4) The luminescence of such later Van Gogh paintings as "Wheatfield with Crows" and Starry Night has a turbulent visual effect that some believe reflects the artist's state of mind during the final months of his life. The luminescent quality of the wheat suggests strong motion while the crows flying randomly above echo and add to the turbulence of the scene.
5) In a July 10, 1890, letter to his brother Theo and sister-in-law, Vincent wrote that his wheat field paintings beneath turbulent skies are meant to express the sadness and extreme loneliness that conveyed what he felt but couldn't put into words.
6) Mathematicians have commented on the proximity between the turbulence in Van Gogh's later works and the mathematical principle of hydrodynamic turbulence and the velocity of its flow. This may suggest that the artist took an instinctively scientific approach to his visual expression.
7) In "Wheatfield with Crows", Van Gogh expressed his darkest premonitions. Critics tend fairly unanimously to detect a sense of menace in the dark birds flying from the horizon towards the foreground. They see the three paths as symbolic of Van Gogh's feeling that he had nowhere to go, no way of escape. The whole mood of darkness, they claim, is reinforced by the stormy sky, which supplies so powerful a contrast to the yellow wheat.

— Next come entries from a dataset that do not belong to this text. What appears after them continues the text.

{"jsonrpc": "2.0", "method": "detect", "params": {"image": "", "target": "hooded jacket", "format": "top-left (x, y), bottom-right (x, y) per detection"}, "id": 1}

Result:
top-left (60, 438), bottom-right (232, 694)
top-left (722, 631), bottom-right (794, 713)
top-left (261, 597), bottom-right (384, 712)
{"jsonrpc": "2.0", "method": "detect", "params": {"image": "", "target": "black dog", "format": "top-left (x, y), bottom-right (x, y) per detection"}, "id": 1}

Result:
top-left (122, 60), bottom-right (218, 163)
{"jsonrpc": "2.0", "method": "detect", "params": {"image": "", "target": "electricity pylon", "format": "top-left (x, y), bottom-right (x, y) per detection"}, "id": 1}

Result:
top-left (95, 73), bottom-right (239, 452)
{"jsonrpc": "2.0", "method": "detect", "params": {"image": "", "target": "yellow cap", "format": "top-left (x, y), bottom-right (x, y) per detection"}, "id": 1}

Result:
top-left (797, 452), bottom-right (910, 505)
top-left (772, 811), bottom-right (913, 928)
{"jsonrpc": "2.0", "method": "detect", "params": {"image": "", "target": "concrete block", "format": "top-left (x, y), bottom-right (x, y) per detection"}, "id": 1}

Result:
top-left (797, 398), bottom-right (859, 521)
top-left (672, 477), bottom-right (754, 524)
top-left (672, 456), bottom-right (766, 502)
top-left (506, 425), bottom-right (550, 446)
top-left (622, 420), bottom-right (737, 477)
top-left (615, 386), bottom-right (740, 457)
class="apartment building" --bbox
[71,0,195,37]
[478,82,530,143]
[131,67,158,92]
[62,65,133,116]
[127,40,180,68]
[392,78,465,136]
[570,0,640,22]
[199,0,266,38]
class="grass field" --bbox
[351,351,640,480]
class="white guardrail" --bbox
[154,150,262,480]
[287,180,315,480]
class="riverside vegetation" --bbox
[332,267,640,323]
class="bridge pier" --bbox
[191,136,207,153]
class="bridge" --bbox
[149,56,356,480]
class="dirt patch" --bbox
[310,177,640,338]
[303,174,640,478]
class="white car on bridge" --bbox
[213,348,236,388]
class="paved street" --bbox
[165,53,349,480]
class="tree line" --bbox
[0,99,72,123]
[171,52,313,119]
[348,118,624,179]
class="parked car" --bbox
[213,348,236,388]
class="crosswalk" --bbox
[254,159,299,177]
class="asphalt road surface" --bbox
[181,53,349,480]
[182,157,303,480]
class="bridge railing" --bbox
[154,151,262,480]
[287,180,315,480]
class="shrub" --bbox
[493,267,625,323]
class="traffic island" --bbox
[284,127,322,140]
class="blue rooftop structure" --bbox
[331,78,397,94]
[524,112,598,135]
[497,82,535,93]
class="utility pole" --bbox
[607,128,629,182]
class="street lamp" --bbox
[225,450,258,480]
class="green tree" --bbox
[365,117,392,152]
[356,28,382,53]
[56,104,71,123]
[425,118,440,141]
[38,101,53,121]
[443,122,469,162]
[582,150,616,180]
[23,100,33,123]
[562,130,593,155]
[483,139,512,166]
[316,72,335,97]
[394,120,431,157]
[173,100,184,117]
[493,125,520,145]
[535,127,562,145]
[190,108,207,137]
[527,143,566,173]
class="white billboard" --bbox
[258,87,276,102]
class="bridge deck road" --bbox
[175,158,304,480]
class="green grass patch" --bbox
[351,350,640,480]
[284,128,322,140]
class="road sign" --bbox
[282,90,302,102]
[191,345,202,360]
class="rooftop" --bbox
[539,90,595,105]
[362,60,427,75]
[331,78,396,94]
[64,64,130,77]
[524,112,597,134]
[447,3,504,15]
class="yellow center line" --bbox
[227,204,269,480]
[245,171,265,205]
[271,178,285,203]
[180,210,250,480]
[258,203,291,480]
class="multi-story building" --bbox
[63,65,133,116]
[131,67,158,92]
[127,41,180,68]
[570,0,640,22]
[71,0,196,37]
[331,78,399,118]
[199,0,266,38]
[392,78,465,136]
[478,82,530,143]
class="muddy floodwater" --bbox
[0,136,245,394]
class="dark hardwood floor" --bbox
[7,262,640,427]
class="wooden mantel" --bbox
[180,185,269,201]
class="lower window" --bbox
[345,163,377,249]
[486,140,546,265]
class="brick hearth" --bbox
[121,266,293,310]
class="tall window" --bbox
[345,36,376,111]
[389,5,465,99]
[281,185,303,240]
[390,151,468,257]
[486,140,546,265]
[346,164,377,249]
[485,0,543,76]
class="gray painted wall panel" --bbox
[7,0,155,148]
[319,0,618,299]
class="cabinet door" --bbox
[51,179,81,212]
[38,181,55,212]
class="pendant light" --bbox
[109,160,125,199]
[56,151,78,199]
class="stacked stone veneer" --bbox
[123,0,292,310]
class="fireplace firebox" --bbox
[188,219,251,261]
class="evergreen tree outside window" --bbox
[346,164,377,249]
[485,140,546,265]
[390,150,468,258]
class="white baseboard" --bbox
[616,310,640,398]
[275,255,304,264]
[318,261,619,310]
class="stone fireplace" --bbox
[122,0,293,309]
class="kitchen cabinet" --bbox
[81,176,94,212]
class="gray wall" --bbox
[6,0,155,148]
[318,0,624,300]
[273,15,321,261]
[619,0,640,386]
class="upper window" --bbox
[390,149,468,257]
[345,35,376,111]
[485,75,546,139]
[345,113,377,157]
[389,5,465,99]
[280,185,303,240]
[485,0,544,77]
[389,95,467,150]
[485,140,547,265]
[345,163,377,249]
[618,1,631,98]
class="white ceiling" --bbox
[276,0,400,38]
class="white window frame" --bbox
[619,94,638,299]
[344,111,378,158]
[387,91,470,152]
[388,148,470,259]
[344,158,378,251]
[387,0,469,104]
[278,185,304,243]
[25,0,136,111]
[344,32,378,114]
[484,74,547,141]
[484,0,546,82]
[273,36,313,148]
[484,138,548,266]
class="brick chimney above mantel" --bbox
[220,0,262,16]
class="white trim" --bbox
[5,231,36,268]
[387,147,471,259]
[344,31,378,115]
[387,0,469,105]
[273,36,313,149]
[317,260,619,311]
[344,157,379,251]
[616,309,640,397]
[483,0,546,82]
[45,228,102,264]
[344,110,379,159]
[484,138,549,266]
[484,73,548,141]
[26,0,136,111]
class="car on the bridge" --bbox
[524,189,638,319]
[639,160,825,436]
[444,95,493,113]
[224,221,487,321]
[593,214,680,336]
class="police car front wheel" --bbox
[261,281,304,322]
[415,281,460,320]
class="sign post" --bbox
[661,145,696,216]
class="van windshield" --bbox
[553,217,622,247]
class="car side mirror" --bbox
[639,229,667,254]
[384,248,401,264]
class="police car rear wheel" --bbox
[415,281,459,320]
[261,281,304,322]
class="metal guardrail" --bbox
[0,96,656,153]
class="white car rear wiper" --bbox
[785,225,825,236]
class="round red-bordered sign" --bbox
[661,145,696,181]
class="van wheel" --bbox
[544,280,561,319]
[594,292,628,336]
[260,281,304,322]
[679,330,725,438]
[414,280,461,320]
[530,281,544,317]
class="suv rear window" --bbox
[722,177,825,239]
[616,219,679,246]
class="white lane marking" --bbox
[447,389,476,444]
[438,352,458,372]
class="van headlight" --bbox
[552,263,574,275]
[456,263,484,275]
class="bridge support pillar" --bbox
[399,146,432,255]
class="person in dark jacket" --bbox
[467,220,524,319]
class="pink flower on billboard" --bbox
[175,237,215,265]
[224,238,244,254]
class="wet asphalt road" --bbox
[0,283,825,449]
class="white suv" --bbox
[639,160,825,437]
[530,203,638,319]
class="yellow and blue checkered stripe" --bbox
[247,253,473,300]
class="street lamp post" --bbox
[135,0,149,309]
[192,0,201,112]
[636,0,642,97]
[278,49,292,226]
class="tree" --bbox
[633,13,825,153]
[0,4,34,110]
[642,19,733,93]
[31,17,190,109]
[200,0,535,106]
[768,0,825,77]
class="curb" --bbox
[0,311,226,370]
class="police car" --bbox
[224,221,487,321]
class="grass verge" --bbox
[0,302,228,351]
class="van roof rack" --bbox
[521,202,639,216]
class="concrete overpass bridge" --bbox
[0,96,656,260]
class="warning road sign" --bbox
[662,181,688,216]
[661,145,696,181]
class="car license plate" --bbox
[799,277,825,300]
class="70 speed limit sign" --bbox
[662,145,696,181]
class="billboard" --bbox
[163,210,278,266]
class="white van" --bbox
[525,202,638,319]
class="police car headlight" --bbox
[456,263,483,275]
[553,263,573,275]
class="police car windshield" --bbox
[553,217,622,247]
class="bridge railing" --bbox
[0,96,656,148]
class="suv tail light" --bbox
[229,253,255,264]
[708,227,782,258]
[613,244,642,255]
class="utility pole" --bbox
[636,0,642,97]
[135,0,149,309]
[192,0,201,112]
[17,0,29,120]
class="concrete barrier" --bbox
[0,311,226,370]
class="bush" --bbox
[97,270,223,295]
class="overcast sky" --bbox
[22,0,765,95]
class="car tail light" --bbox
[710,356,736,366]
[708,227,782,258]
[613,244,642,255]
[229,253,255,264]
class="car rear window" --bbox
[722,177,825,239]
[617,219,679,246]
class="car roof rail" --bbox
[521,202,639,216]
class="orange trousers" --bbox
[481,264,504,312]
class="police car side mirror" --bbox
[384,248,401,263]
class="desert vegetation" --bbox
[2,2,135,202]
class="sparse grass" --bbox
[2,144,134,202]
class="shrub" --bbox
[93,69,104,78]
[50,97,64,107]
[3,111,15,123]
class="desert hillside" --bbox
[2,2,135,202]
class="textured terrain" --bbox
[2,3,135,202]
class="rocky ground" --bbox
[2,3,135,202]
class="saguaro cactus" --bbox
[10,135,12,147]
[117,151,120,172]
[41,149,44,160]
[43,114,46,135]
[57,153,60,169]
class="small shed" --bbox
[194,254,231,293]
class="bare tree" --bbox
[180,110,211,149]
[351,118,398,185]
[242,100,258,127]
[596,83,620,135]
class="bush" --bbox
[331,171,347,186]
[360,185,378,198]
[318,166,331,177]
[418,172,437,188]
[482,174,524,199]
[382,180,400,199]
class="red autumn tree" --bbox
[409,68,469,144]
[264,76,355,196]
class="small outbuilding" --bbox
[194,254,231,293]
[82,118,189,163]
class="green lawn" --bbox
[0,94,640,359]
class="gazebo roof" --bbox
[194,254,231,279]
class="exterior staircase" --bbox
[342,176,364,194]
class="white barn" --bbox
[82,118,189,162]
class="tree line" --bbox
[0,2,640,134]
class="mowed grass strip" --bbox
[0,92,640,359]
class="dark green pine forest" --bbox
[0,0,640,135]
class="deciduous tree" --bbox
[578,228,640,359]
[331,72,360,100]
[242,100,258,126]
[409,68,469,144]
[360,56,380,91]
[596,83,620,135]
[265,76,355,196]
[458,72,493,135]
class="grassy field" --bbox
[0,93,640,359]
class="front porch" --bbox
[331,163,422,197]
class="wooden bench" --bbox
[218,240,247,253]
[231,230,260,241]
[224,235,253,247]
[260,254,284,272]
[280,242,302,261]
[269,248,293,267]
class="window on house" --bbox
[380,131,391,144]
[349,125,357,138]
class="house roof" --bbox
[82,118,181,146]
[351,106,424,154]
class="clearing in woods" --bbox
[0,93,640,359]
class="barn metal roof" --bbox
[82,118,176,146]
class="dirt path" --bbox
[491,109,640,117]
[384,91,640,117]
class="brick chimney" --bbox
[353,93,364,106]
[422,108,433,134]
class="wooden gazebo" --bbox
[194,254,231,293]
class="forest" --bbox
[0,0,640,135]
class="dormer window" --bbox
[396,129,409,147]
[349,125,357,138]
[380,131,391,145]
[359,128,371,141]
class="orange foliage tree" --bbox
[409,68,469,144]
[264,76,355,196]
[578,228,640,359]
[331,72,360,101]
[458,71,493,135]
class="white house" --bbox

8) Perhaps the most powerful creature within the image is the crows themselves. The crows in the painting represent resurrection, according to art critics, but historically, crows can also be harbingers of bad luck and/or death. Jules Michelet, one of van Gogh's favorite authors, wrote of crows: "They interest themselves in everything, and observe everything. The ancients, who lived far more completely than ourselves in and with nature, found it no small profit to follow, in a hundred obscure things where human experience as yet affords no light, the directions of so prudent and sage a bird."
9) As he stated in a letter in July 1890, Vincent had planned to bring some of his latest work, including the "Wheatfield with Crows," to Paris later to show his brother. He would die before he had the chance.
10) "Wheatfield with Crows" is mentioned in a 2010 song by the Shahmen called "Van Gogh's Crows." Clint Mansell recorded his song, "Wheatfield with Crows" on his "Loving Vincent" album, which was released in 2017.